LONDON – Sales at Mulberry fell 23 per cent to £ 115 million a year to March 27, but the UK handbag and accessory brand returned to profit during the pandemic, despite the fact that its physical stores were closed for much of the 12-month period.
The result was £ 4.6 million compared to last year’s loss of £ 47.9 million, reflecting growth in Asia-based and digital sales. The company also avoided write-downs during the period, which increased its profit margins and created a number of economies, including layoffs during the shutdown.
The underlying profit before tax was £ 5.9 million compared to a pre-tax loss of £ 14.2 million in the previous year.
Mulberry, marking its 50th anniversary, is back in revenue growth mode. The company said consolidated revenue for the period to date is 45 per cent ahead of last year, with retail sales up 30 per cent due to a strong recovery in the UK and continued growth in Asia, with Chinese retail sales up 46 per cent.
“I have been incredibly proud to lead Mulberry this year.
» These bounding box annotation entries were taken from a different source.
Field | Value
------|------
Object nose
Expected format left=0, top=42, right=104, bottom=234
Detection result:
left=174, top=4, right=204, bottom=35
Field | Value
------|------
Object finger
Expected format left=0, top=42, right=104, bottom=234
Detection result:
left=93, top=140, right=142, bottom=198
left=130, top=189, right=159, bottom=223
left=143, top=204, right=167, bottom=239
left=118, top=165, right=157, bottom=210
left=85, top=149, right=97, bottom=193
In the last 12 months, our teams have faced enormous challenges from the global health crisis and have responded with resilience, determination and passion, ”said Thierry Andretta, the brand’s CEO.
“We have delivered robust financial performance and have made good strategic progress in our journey to build Mulberry as a leading sustainable global luxury brand,” he added.
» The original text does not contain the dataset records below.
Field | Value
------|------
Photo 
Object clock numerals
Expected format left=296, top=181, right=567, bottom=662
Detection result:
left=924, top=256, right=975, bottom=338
Over the 12-month period, Mulberry’s international retail sales rose 4 per cent to £ 33.8 million compared to the previous year’s £ 32.4 million. Sales in Asia and the Pacific grew by 36 percent, driven by ongoing developments in the region, while Chinese retail sales increased 81 percent and South Korea’s retail sales increased by 36 percent.
Retail sales in the rest of the world fell by 27 percent.
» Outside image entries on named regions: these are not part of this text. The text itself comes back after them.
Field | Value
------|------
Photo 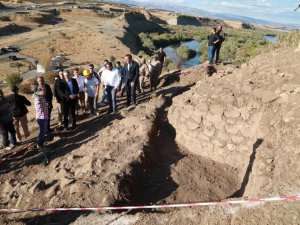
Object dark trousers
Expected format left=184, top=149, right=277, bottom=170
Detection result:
left=105, top=86, right=117, bottom=112
left=126, top=81, right=136, bottom=105
left=36, top=119, right=48, bottom=146
left=216, top=44, right=222, bottom=63
left=63, top=99, right=77, bottom=128
left=47, top=108, right=52, bottom=131
left=1, top=120, right=17, bottom=147
left=88, top=96, right=95, bottom=114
At the operational level, digital sales generated 49 percent of total revenue compared to 24 percent in 2020, when customers migrated to online channels when stores closed. During the year, the company also established a European distribution facility to support online sales after Brexit.
During the 12-month period, the company also made progress in terms of its sustainability agenda. It launched its Made To Last Manifesto with a commitment to transform the company into “a regenerative and circular model that encompasses the entire supply chain, from field to wardrobe” by 2030.
It noted that 80 percent of the collection is now made from leather that comes from environmentally accredited tanneries.
This number will increase to 100 percent by the fall-winter 2022 season. Mulberry also makes bag repairs in Somerset, England, headquarters, restores more than 10,000 bags a year and has become an accredited Living Wage Employer, meaning it pays an hourly wage, which is higher than the government-mandated minimum wage.
The company also helped with COVID-19 by making PPE dresses and delivering meals to those in need.